Reklama

Niedziela Przemyska

Jesteśmy Napełnieni Duchem Świętym

Eucharystia centrum życia kościoła

Z ks. Łukaszem Jastrzębskim, ceremoniarzem archidiecezji przemyskiej, sekretarzem Metropolity Przemyskiego, rozmawia ks. Zbigniew Suchy (cz. 4)

Niedziela przemyska 27/2018, str. VI

[ TEMATY ]

wywiad

Archiwum ks. Ł. Jastrzębskiego

Ks. Łukasz Jastrzębski

Ks. Łukasz Jastrzębski

Bądź na bieżąco!

Zapisz się do newslettera

KS. ZBIGNIEW SUCHY: – Kiedy odwiedziłem diecezję łódzką, jeden z księży proboszczów pokazywał mi świątynie w tym mieście i zajechaliśmy pod kościół, przy którym był szpital. Był to marzec albo kwiecień. Na głównych drzwiach świątyni wisiało ogłoszenie, że księża nie mają już wolnych intencji i będą przyjmowali nowe dopiero od 1 lipca. To mnie trochę zdziwiło, bo w szpitalu z pewnością pojawiają się różne nagłe sytuacje. Co wtedy można zrobić?

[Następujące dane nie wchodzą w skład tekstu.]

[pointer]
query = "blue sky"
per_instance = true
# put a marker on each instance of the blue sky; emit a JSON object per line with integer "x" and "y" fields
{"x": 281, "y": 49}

KS. ŁUKASZ JASTRZĘBSKI: – W takich sytuacjach, kiedy zdarza się jakiś nieszczęśliwy wypadek czy poważna operacja, jak najbardziej można taką intencję przyjąć. Ofiara Mszy św. jest ofiarą Jezusa Chrystusa, ofiarą doskonałą, świętą, i jeżeli rzeczywiście jest możliwość sprawowania takiej Mszy św., trzeba to uczynić i z wielką ufnością oddać tę sprawę Bogu. I powinien to uczynić nie tylko sam kapłan, ale cała rodzina, wszyscy bliscy danej osoby. Papież Franciszek kiedyś powiedział, że chrześcijanin wszystko winien rozpoczynać od modlitwy i rzeczywiście tak jest, szczególnie wtedy, gdy przychodzą te trudne momenty. Kiedy byłem na trzecim czy czwartym roku studiów w Rzymie, otrzymaliśmy telefon z Wrocławia od pewnego księdza, który mówił, że chciałby przyjechać ze swoim parafianinem – ojcem, który chce przyjechać modlić się o cud uzdrowienia dla swojego dwuletniego syna Wiktora, który zachorował na nowotwór. Choroba była bardzo zaawansowana, lekarze nie dawali mu żadnych szans na przeżycie. Mama zwolniła się z pracy, żeby być cały czas z synem w Warszawie w szpitalu. Ojciec wyznał w tej rozmowie: „Proszę księdza, to jest jedyna nasza nadzieja”. Kiedy zbliżał się dzień ich przyjazdu, proboszcz zadzwonił, że sam nie jest w stanie przyjechać, ale że przyjedzie ojciec Wiktora z kolegą. I rzeczywiście, przyjechali i mieszkali u nas przez tydzień. Byliśmy na Mszy św. przy relikwiach św. Jana Pawła II. Zapytałem ich, czy chcą, żeby pokazać im Rzym, czy chcą coś zobaczyć, pozwiedzać. Oni odpowiedzieli: „Nie, proszę księdza, tym razem będziemy się modlić”. I tak było. Z wielkim wzruszeniem patrzyłem, jak codziennie wychodzili o 7.00 rano, żeby się modlić. Wracali dopiero w nocy. Całe dnie spędzali na modlitwie. Wrócili do Polski. W połowie maja dostałem sms’a, że Wiktor zmarł. Przyznam, że pierwsza moja myśl to było pytanie: po co to wszystko było? Czytałem jednak wiadomość dalej. Okazało się, że Wiktor zmarł w rocznicę beatyfikacji Jana Pawła II, o tej samej godzinie, co Ojciec Święty. Św. Jan Paweł II zabrał go do siebie w dzień św. Józefa, patrona dobrej śmierci. Ostatnie zdanie z tego sms’a brzmiało: „Gdyby nie nasz pobyt w Rzymie i modlitwa, nie dalibyśmy rady znieść tego doświadczenia”. Eucharystia, choć sprawowana w obcym języku, była ratunkiem w najtrudniejszym momencie ich życia.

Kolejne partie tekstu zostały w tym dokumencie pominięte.